MoCA Tucson Reveals New Leadership Team
The Museum of Contemporary Art Tucson has named Julio César Morales as its new executive director and cochief curator, beginning December 1. Laura Copelin will move up from her current role as the institution’s interim director and curator-at-large to become its deputy director and co-chief curator. According to the museum, the pair’s collaboration is meant to “experiment with new ways small museums can function both organizationally and as responsive agents within their communities, serving as a locus for consequential projects with international reach.”
Morales, a practicing artist who uses various media to investigate issues of migration, underground economies, and labor, is known for his ability to cultivate philanthropic support.

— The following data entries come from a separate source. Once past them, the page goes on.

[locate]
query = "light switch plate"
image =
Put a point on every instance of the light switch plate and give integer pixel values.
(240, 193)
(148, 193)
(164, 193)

Prior to arriving at MoCA Tucson, he served as senior curator at the Arizona State University Art Museum in Tempe. From 2008 to 2012, he was adjunct curator for visual arts at Yerba Buena Center for the Arts in San Francisco; in that same city, he founded the artist-run project space Queens Nails Annex, serving as the gallery’s director from 2003 to 2012. In 2013, he was a contributing curator for the Japanese pavilion at the Fifty-Fifth Venice Biennale.
Before coming to MoCA Tucson three years ago, Copelin spent more than seven years as executive director and curator at Ballroom Marfa; she had previously been an assistant curator at the Santa Monica Museum of Art. Among the exhibitions she organized at MoCA Tucson are the group exhibition “were-: Nenetech Forms” (2021–22), coconceptualized with artists rafa esparza and Timo Fahler and exploring migration and adaptation in the Sonoran Desert; “Grace Rosario Perkins: The Relevance of Your Data,” the artist’s first institutional exhibition, which closed earlier this month; and “Cecilia Vicuña: Sonoran Quipu.” Opening in January 2023, that exhibition will feature two major new works by Vicuña: one of the monumental quipu installations for which she is widely known, and an artist book on which she has been working for more than thirty years.
“I’m thrilled to welcome Julio César Morales to MoCA,” said museum board president Kira Dixon-Weinstein. “Julio’s vision and experience—demonstrated by his work as a curator, artist and cultural leader—brings so much vitality to MoCA, and will help us continue to serve artists and audiences. His understanding of the art world in Arizona and internationally adds a new, deeply relevant perspective to the museum. Alongside Laura––who continues to build momentum, stability, and increase resources for artists at MoCA—their collective vision for shared leadership and the museum’s future opens an exciting new chapter for MoCA.”